Background Information & Location – at a glance

Andhra Pradesh is one of the biggest in the geographical features, culture and language of the people. Being the 5th Biggest State, it is divided in to 3 regions according to Coastal Andhara, Telangana and Rayalseema.

The Diocese of Kurnool was founded in 1967. It consists of two big civil districts. The origin of Christianity in this area goes back to 1770. But till the arrival of Franciscan Missionaries, Mill Hill foreign mission of Paris(MEP) had done the work of evangelization of people which was confined to a handful of villages., neither the clergy nor the faithful from the communities were keen on taking the Gospel to the other, but were satisfied with taking care of these existing communities. With the arrival of OFM, MHM, and MEP in the diocese from 1940, the spreads of the Gospel gained momentum and about 220 new communities have been added to the Church of Kurnool as on date. Among those who embrace catholic faith in this period of Evangelization are from poor Dalit and backward communities. These communities are socially, economically, educationally backward and politically powerless people.
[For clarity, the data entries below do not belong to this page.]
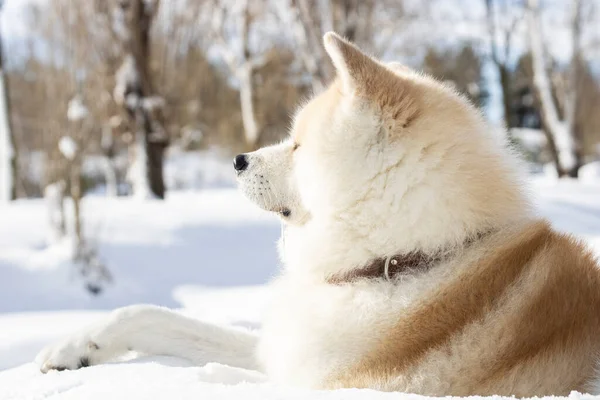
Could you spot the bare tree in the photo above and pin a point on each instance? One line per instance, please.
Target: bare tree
(502, 20)
(242, 64)
(8, 154)
(352, 19)
(559, 127)
(135, 93)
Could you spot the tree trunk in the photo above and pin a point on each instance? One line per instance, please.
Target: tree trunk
(506, 98)
(558, 131)
(251, 132)
(7, 149)
(145, 121)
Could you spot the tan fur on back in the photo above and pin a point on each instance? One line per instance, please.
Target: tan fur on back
(521, 319)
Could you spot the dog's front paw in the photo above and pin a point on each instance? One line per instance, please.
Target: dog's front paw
(72, 353)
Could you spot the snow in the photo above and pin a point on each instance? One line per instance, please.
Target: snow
(67, 147)
(532, 139)
(76, 110)
(206, 252)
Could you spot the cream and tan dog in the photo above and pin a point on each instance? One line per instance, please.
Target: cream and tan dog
(412, 259)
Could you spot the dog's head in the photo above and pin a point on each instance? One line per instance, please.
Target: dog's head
(384, 147)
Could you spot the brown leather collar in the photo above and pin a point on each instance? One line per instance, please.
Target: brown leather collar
(393, 266)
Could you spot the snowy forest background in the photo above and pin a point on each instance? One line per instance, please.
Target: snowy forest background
(119, 119)
(141, 99)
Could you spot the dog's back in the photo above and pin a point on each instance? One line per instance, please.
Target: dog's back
(520, 318)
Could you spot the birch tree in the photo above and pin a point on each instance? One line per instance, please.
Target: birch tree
(502, 20)
(134, 92)
(241, 61)
(559, 129)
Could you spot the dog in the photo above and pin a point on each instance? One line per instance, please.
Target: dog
(412, 258)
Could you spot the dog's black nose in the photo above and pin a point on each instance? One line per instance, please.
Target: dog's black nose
(240, 162)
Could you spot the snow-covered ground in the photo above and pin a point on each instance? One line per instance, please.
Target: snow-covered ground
(206, 252)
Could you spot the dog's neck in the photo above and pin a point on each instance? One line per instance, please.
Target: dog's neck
(400, 264)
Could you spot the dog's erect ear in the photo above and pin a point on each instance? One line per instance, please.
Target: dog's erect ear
(353, 66)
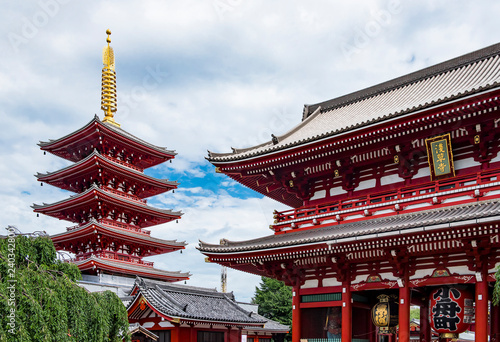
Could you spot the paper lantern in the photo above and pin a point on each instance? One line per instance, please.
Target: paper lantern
(385, 313)
(451, 311)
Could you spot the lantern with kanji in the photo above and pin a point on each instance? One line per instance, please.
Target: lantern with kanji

Most of them live in below the poverty line and hence they are underdeveloped in many ways.

The Diocese in which we are situated is the largest in area and in population. The geographical area is estimated to 17658 kilometers. Out of 1104 Mandals of the state, 54 Mandals are in Kurnool District.

Kosigi mandal is Located 120 KM away from Kurnool. Each Mandal has 22-25 villages respectively.This area is highly drought hit prone, economically and educationally most backward. Because of the drought, people migrate to near by cities and towns for their lively-hood.

Kosigi is very arid, chronically drought affected and backward rural area. More than 95 percentage of the population is small or marginal farmers and agricultural related coolie workers. The cultivation is mainly rain-fed and there is either excessive or scarcity of rain and the result is always crop failure. In addition to the crop loss, 7 to 8 months of every year they do not get any employment. Therefore they have to migrate to cities in search of livelihood. Seasonal migration has become an established life style for a good number of villagers. When they go in search of work, the migration takes place along with the whole family.

Kosigi is an interior area and the nearest city and the district headquarters is Kurnool which is 125 kms away. Kurnool district along with three districts (Cudappah, Chittoor and Ananthapur), called Rayalaseema, is an area of cheap quality stones and dry weather.

History of the School

Mount Carmel School was established in 2001, June 12. It is run by Carmelite fathers (O. Carm.).

The school is located 1 km away from Kosigi Village in Kurnool District. It was started with an objective to uplift the social, cultural and educational needs of the people.